Sardegna

Illegalità e abusi in area protetta Sardegna, 'serve Stato'

Associazione Capo Testa chiede salvare Valle Luna da occupazione

Redazione Ansa

Da oltre quarant'anni ospita una piccola comunità hippy che ha scelto di abbandonare la società moderna per vivere a contatto con la natura. Quello che però fino a qualche anno fa poteva essere considerato un esperimento sociale, si è trasformato in un grave problema di igiene e sicurezza, che priva il grande pubblico della possibilità di ammirare serenamente uno dei luoghi più suggestivi della Sardegna: Cala grande, ribattezzata in maniera evocativa dagli occupanti Valle della Luna, nella minuscola penisola di Capo Testa che si affaccia sulle Bocche di Bonifacio. Uno spicchio di rocce di granito e sabbia a picco sul mare azzurro, nell'Area Marina Protetta da tempo Sito di Interesse Comunitario, diventato oggi simbolo di incuria e abbandono.

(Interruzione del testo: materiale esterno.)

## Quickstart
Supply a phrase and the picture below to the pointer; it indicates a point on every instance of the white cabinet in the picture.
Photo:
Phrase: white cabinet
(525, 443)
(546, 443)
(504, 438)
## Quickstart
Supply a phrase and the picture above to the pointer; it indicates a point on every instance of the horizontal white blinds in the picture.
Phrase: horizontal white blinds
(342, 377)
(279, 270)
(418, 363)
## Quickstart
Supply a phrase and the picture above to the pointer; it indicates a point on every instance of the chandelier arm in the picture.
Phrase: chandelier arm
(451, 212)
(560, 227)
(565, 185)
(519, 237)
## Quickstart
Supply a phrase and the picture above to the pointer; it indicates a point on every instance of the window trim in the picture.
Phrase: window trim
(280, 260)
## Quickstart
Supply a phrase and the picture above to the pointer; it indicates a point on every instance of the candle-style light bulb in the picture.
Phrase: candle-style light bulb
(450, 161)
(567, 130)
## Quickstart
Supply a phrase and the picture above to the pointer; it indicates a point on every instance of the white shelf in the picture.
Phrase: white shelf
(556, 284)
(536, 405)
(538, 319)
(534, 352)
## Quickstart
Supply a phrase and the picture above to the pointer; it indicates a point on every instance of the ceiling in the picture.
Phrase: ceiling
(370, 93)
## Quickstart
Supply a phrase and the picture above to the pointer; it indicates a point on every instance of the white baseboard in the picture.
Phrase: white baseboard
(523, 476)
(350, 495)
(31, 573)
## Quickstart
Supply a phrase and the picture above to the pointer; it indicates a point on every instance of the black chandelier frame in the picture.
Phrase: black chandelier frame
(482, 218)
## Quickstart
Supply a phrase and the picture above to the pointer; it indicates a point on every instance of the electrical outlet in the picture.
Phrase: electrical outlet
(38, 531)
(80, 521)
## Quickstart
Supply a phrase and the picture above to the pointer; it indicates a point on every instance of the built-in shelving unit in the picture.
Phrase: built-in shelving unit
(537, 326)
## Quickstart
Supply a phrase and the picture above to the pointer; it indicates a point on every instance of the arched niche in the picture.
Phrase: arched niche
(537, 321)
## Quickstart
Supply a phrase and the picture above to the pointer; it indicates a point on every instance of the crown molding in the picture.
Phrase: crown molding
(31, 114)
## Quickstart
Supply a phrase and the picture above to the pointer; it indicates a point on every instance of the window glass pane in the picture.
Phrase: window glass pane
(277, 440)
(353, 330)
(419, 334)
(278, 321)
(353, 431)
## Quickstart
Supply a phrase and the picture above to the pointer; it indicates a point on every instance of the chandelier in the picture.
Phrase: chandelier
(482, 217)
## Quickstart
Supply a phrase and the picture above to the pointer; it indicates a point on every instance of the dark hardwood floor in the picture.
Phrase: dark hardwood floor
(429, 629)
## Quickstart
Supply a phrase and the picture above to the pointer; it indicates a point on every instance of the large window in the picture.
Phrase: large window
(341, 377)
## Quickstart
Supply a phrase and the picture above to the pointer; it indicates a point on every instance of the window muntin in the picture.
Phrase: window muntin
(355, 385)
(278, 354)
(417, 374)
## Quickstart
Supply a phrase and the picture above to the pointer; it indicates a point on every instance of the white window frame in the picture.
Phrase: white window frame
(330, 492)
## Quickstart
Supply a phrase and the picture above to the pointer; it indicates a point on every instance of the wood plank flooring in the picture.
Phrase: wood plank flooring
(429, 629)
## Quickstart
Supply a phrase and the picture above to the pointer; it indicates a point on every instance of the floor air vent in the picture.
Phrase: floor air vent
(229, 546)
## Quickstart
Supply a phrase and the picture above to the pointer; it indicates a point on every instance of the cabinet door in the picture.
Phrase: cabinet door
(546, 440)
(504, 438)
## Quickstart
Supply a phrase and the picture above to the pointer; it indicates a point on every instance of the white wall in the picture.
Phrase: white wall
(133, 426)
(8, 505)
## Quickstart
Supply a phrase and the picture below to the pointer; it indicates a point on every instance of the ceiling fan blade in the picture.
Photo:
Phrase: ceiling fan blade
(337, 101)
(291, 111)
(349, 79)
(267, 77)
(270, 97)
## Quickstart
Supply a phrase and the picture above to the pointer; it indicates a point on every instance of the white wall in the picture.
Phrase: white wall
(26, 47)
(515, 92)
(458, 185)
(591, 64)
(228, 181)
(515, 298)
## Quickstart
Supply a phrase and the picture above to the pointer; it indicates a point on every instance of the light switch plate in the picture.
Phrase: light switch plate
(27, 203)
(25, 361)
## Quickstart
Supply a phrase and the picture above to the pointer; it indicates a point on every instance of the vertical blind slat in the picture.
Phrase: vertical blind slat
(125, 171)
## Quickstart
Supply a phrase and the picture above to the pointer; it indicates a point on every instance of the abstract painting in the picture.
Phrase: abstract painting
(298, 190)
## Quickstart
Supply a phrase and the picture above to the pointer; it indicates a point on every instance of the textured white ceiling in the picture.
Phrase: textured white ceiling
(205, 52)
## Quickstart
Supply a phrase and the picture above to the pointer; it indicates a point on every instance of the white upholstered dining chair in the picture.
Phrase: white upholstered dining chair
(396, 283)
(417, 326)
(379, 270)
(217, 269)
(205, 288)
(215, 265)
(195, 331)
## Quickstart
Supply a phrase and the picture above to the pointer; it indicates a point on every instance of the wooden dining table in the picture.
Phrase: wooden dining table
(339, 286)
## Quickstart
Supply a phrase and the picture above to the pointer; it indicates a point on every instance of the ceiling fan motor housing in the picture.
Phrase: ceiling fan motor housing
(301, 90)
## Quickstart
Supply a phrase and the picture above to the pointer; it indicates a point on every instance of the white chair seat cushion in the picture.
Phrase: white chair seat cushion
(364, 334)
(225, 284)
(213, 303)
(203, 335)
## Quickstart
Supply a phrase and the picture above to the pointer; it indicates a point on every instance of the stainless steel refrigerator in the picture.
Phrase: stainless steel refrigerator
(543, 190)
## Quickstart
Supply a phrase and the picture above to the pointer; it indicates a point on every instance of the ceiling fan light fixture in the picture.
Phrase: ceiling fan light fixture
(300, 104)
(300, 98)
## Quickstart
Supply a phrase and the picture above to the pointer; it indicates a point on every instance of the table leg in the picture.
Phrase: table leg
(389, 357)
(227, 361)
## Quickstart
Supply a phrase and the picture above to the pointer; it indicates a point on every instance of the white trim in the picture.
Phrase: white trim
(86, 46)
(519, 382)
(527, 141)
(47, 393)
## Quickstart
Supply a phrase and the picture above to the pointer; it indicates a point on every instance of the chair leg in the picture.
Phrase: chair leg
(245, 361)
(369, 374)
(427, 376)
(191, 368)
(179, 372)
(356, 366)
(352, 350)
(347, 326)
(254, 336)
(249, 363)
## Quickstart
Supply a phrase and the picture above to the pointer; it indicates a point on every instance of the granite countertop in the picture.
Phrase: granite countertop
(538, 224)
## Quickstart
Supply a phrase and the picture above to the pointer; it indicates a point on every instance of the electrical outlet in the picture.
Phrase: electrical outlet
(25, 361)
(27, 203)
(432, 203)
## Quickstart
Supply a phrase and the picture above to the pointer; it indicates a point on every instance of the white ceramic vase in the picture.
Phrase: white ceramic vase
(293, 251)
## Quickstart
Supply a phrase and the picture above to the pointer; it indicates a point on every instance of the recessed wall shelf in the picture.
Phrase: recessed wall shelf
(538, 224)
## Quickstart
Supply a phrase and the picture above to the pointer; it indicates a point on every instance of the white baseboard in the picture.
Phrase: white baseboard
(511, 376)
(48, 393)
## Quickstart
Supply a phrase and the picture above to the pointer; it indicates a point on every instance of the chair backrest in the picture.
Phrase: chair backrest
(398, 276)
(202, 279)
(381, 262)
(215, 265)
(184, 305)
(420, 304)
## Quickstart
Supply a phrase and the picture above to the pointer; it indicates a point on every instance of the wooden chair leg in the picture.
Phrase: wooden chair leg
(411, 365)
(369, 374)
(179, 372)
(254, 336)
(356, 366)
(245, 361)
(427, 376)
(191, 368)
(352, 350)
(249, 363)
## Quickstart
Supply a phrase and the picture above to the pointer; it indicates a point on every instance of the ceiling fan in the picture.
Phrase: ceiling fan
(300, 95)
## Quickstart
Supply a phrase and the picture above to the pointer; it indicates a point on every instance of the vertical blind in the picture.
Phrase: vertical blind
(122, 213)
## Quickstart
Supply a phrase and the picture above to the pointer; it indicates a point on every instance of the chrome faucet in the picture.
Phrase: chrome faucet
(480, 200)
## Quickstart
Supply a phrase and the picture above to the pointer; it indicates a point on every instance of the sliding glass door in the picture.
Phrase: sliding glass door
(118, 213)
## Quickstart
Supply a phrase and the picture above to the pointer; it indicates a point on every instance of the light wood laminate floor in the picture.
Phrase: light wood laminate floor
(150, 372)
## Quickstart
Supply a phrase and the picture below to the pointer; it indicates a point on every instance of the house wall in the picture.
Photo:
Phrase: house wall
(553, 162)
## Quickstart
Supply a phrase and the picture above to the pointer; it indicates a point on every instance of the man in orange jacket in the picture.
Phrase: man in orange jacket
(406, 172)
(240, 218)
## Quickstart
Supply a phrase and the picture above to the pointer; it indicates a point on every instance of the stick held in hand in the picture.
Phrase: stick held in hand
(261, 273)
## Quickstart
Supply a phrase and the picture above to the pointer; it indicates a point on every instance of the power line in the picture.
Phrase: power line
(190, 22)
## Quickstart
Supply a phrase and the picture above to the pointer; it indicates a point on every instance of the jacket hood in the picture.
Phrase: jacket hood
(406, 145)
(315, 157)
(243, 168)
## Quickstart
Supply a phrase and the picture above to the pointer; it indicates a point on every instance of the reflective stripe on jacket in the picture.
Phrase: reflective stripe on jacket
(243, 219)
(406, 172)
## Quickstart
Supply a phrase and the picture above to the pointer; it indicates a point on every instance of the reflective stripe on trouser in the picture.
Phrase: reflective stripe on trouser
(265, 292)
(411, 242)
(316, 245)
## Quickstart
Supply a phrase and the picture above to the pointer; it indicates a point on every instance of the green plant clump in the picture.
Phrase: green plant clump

A sollevare il problema è l'associazione ambientalista Capo Testa Republic, che dal 2020 si batte per valorizzare, promuovere e tutelare Capo Testa. E che propone di trasformare Cala di l'Ea, Cala di Mezu e Cala Grande in un parco naturale, aperto a tutti. "La cosiddetta Valle della Luna è un'area naturale di inestimabile valore, da anni miraggio di libertà giovanili che, soprattutto nei mesi estivi, viene presa d'assalto da ragazzi provenienti da ogni parte d'Italia, e non solo, e si trasforma in una realtà di sporcizia, illegalità e piccoli abusi edilizi", spiega l'associazione, nata per iniziativa di alcuni abitanti di Capo Testa ma che comprende anche molti residenti di Santa Teresa Gallura e villeggianti storici.

"D'estate sono centinaia i campeggiatori abusivi, che fanno i loro bisogni ovunque e lasciano montagne di rifiuti di cui si deve fare carico il Comune - sottolinea Capo Testa Republic -. Siamo arrivati al punto che, quando le case abusive create nelle grotte sono tutte occupate, lo spirito imprenditoriale dei cosiddetti hippies prende il sopravvento e, oltre alla vendita di bevande, panini e gadget, vengono affittate delle tende, oltre alle centinaia portate zaino in spalla dai ragazzi in cerca di vacanze alternative.

Il divieto di accendere fuochi viene violato ogni sera, col risultato che dal 1977 ci sono già stati cinque incendi disastrosi, e nei giorni di vento si riattizza il timore che si propaghino di nuovo le fiamme dei numerosi falò accesi negli anfratti. Gli occupanti violano sistematicamente anche il divieto di pesca, per distribuire fritture a pagamento, così come quello di raccogliere dall'arenile le conchiglie, che cedono in cambio di un'offerta da parte dei visitatori".

Un problema igienico e ambientale, prima ancora che di ordine pubblico; basti pensare alla mole di spazzatura prodotta, che costa alla comunità 50.000 euro l'anno. Il problema "valle" non è mai stato risolto, nel corso degli anni, dalle amministrazioni comunali che si sono succedute, a volte per ignavia, a volte per dichiarata impotenza.

"Il dialogo con il Comune di Santa Teresa è costante, ma serve il sostegno di tutte le istituzioni, regionali e nazionali, non soltanto di quelle locali, affinché tutti possano tornare a fruire liberamente della zona", dice Capo Testa Republic, che propone di trasformare Cala di l'Ea, Cala di Mezu e Cala Grande in un parco naturale, aperto a tutti.

"Torniamo anche alla toponomastica originale, che rivela la natura antropologica, archeologica e orografica dell'area, dove sono presenti antiche cave e sorgenti storiche", spiega l'associazione. "Si tratta di un ecosistema molto fragile, da curare e proteggere - conclude -. Serve un intervento deciso dello Stato, che deve prendersi l'onere della gestione e del controllo di tutto il suo territorio, soprattutto delle aree formalmente dichiarate protette e tutelate, e ripristinare la legalità. Nell'interesse di tutti".